Geschichten von Löwen, Vögeln und Sitznachbarn

Im ersten Film, der Tierdoku Wild Immersion: Africa, kamen uns nicht nur Giraffen und Elefanten erschreckend nahe. Wie ich fand, zeigte sich hier der größte Vorteil der Idee von VR im Kino: Wenn der Liebste neben mir überrascht aufschrie, weil ein Löwe ihn fressen wollte, erlebte ich es gleich doppelt so intensiv. Das machte tatsächlich mehr Spaß, als sich mutterseelenallein in der Brille zu befinden und durch Kopfhörer vollends von der Außenwelt abgeschnitten zu sein.

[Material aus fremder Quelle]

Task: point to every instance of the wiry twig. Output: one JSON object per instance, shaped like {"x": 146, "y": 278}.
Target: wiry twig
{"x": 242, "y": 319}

Der zweite Film war Crow: The Legend in einer 360-Grad-Version. Der neue Animationsfilm der Baobab Studios basiert auf einer alten indianischen Legende über die „Regenbogenkrähe“. Es geht darin um den schönen Crow, der sich entscheiden muss, ob er seine Freunde und sein Zuhause rettet oder sein kostbarstes Gut behält.

Das Abenteuer gibt es kostenlos im Oculus Store für Go und Gear, sowie als interaktive – und noch mehr zu empfehlende – Roomscale-Variante für die Oculus Rift. Doch egal, welche Version, der Film ist toll: eine gute Prise Humor, phantasievolle Animationen, süße Charaktere mit Stimmen von Oprah Winfrey, John Legend und anderen.

Der letzte Film war eine absolute Überraschung für mich: Conscious Existence von Marc Zimmermann und der Filmakademie Ludwigsburg. Eine poetische Reise in wunderschöne Naturszenen, computeranimiert und befremdend real zugleich.

Der „Kinomoment“ muss her

In den letzten Jahren hätten sie sich an das Medium herangetastet und viele Filme gesichtet, erklärt mir Silke. Allerdings hätten sie auch feststellen müssen, dass vieles nicht funktioniere. Ich will wissen: Warum also genau diese Auswahl?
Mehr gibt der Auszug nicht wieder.